Why In-Order?

Ever since the Pentium Pro, desktop PC microprocessors have implemented Out of Order (OoO) execution architectures in order to improve performance.  We’ve explained the idea in great detail before, but the idea is that an Out-of-Order microprocessor can reorganize its instruction stream in order to best utilize its execution resources.  Despite the simplicity of its explanation, implementing support for OoO dramatically increases the complexity of a microprocessor, as well as drives up power consumption. 

In a perfect world, you could group a bunch of OoO cores on a single die and offer both excellent single threaded performance, as well as great multi-threaded performance.  However, the world isn’t so perfect, and there are limitations to how big a processor’s die can be.  Intel and AMD can only fit two of their OoO cores on a 90nm die, yet the Xbox 360 and PlayStation 3 targeted 3 and 9 cores, respectively, on a 90nm die; clearly something has to give, and that something happened to be the complexity of each individual core. 

Given a game console’s 5 year expected lifespan, the decision was made (by both MS and Sony) to favor a multi-core platform over a faster single-core CPU in order to remain competitive towards the latter half of the consoles’ lifetime. 

So with the Xbox 360 Microsoft used three fairly simple IBM PowerPC cores, while Sony has the much publicized Cell processor in their PlayStation 3.  Both will perform absolutely much slower than even mainstream desktop processors in single threaded game code, but the majority of games these days are far more GPU bound than CPU bound, so the performance decrease isn’t a huge deal.  In the long run, with a bit of optimization and running multi-threaded game engines, these collections of simple in-order cores should be able to put out some fairly good performance. 

Does In-Order Matter?

As we discussed in our Cell article, in-order execution makes a lot of sense for the SPEs.  With in-order execution as well as a small amount of high speed local memory, memory access becomes quite predictable and code is very easily scheduled by the compiler for the SPEs.  However, for the PPE in Cell, and the PowerPC cores in Xenon, the in-order approach doesn’t necessarily make a whole lot of sense.  You don’t have the advantage of a cacheless architecture, even though you do have the ability to force certain items to remain untouched by the cache.  More than anything having an in-order general purpose core just works to simplify the core, at the expense of depending quite a bit on the compiler, and the programmer, to optimize performance. 

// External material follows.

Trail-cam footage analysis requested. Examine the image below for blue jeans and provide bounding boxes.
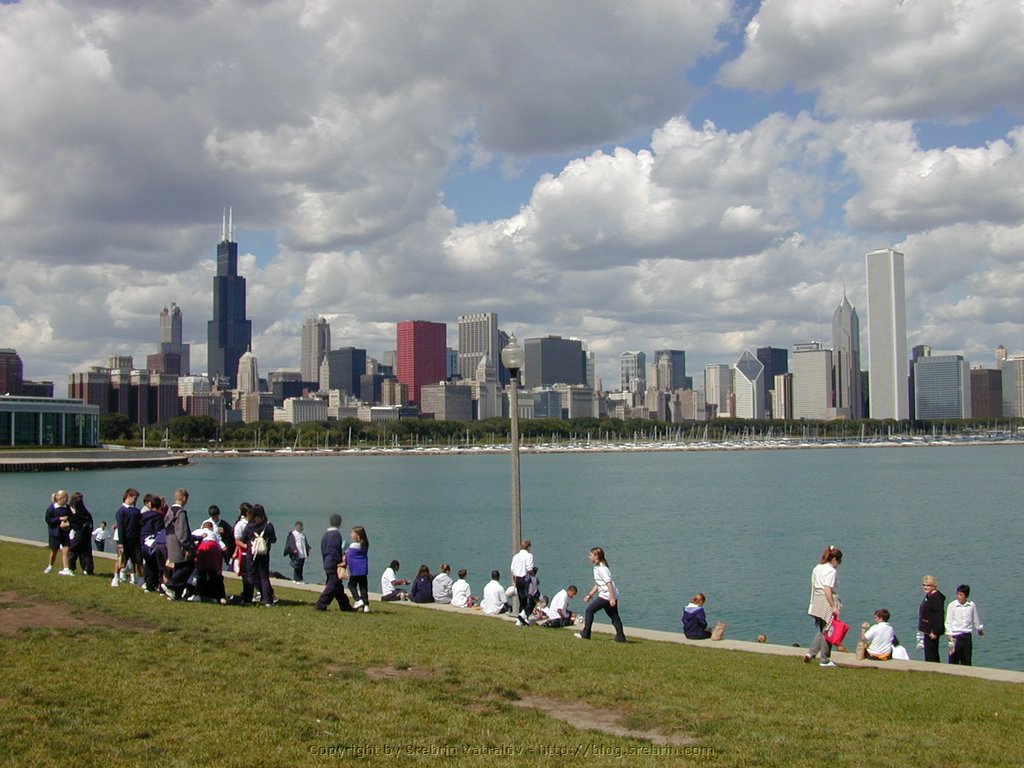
[580,596,626,643]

Very little of modern day games is written in assembly, most of it is written in a high level language like C or C++ and the compiler does the dirty work of optimizing the code and translating it into low level assembly.  Compilers are horrendously difficult to write; getting a compiler to work is a pretty difficult job in itself, but getting one to work well, regardless of what the input code is, is nearly impossible. 

However, with a properly designed ISA and a good compiler, having an in-order core to work on is not the end of the world.  The performance you lose by not being able to extract the last bit of instruction level parallelism is made up by the fact that you can execute far more threads per clock thanks to the simplicity of the in-order cores allowing more to be packed on a die.  Unfortunately, as we’ve already discussed, on day one that’s not going to be much of an advantage. 

The Cell processor’s SPEs are even more of a challenge, as they are more specialized hardware only suitable to executing certain types of code.  Keeping in mind that the SPEs are not well suited to running branch heavy code, loop unrolling will do a lot to improve performance as it can significantly reduce the number of branches that must be executed.  In order to squeeze the absolute maximum amount of performance out of the SPEs, developers may be forced to hand code some routines as initial performance numbers for optimized, compiled SPE code appear to be far less than their peak throughput. 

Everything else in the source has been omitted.